Wetlands work for nature and people 24 hours a day
Areas in our surroundings that are permanently or occasionally under water, are most commonly known as bogs, marshes, saltpans, floodplain and wet meadows, floodplain forests, saltwater lagoons, floodplains along rivers, and so on.
This year's World Wetlands Day, celebrated on 2 February, is dedicated to raising public awareness of the wetlands in our surroundings, because only in this way can we understand their important role for people and nature. For the first time in the 25 years of its international observance, the Wetlands Day is being celebrated under the auspices of the United Nations International Days.

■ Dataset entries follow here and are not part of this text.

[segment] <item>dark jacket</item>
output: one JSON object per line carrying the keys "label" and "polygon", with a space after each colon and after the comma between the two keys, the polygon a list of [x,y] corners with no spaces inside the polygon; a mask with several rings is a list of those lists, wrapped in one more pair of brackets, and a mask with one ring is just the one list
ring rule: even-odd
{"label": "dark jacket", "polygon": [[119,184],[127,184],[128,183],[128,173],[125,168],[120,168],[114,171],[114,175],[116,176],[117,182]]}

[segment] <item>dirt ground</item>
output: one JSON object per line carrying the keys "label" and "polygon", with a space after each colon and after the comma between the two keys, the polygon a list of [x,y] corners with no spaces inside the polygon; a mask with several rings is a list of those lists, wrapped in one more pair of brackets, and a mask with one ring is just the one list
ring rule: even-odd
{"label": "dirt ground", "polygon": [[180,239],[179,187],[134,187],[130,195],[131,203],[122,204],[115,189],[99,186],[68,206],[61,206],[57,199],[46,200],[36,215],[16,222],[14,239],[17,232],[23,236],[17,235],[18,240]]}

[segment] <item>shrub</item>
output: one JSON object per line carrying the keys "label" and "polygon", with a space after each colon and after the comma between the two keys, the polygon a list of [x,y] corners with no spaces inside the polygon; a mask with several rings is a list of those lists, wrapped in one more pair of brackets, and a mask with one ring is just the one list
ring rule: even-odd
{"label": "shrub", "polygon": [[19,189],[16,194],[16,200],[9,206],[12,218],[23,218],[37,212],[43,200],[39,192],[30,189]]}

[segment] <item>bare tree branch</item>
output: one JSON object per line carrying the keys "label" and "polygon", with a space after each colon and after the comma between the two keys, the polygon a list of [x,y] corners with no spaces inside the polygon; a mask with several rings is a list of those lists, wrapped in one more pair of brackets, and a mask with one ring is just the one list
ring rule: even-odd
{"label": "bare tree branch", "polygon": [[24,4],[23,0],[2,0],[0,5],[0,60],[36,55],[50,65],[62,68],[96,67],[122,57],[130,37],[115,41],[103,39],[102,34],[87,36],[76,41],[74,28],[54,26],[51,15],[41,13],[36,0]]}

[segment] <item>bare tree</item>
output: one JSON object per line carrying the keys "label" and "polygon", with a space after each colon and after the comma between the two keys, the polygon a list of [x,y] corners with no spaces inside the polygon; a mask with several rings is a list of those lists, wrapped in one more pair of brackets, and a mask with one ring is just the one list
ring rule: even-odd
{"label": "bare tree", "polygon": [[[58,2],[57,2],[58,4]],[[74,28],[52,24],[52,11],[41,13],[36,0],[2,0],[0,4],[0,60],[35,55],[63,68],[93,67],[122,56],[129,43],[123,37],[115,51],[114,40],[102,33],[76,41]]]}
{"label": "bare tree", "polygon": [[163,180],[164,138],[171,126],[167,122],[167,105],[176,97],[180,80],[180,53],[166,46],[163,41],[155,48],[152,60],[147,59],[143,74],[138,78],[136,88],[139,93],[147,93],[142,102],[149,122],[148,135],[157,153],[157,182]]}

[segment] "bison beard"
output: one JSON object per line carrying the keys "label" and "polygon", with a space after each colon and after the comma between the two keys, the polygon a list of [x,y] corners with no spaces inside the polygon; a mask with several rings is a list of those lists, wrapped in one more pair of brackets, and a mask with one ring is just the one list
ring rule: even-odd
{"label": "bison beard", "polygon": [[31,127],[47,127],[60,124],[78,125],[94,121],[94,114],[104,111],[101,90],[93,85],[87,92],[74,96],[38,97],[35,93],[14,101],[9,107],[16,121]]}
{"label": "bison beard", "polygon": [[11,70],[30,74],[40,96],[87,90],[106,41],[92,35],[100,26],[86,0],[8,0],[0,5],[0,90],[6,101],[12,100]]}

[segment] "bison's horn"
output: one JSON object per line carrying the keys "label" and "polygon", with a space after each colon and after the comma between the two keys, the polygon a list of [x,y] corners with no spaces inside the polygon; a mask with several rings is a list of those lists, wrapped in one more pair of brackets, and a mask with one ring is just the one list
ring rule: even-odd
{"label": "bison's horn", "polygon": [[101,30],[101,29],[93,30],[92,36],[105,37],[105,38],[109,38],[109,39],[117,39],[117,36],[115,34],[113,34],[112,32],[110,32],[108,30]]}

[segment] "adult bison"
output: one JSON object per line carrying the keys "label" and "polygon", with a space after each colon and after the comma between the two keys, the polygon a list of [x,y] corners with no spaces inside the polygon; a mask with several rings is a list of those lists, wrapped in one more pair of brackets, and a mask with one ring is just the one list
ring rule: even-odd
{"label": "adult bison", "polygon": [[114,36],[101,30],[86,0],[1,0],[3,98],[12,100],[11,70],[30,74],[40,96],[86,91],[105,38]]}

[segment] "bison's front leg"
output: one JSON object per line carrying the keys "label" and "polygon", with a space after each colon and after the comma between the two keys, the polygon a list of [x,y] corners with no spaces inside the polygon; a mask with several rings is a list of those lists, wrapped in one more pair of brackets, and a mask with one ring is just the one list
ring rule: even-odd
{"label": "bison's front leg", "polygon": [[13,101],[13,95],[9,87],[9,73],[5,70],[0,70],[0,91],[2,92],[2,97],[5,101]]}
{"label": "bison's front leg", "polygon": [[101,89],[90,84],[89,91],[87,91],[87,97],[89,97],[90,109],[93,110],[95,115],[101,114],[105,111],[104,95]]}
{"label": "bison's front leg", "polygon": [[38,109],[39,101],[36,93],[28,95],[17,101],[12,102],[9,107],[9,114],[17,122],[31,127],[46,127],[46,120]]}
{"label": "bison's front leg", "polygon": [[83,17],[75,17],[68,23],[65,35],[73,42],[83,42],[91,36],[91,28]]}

This year's Wetlands Day events are taking place under the slogan "Wetlands Action for People and Nature". With this slogan, the United Nations Organisation wishes to encourage greater investments in wetland conservation and restoration. Wetlands are one of the fastest disappearing ecosystems in the world – it is estimated that 90% of wetland areas have been lost in the past 300 years.
Many of Slovenia's wetlands are part of the European nature protection network Natura 2000 and belong to protected areas that are a magnet for nature lovers and tourism. Among them are the Zelenci Nature Reserve, one of the most visited wetlands in the Alpine region of Slovenia, the Lovrenško Barje marshland on Pohorje, Lake Cerknica, the Škocjan Caves, the Škocjanski Zatok and the Ormoške Lagune Nature Reserves, the Ljubljana Marshes, peatlands on Pokljuka in the Triglav National Park, the Pivka Intermittent Lakes, and the Sečovlje Saltpans. The latter are the only saltwater wetlands in Slovenia.
In Slovenia, wetlands cover less than 5% of the territory. They include, however, three Natura 2000 sites, listed on the List of Ramsar Wetlands of International Importance: the Sečovlje Saltpans (since 1993), the Škocjan Caves (since 1999), and Lake Cerknica with the Križna Cave and the Rakov Škocjan collapse doline (since 2006).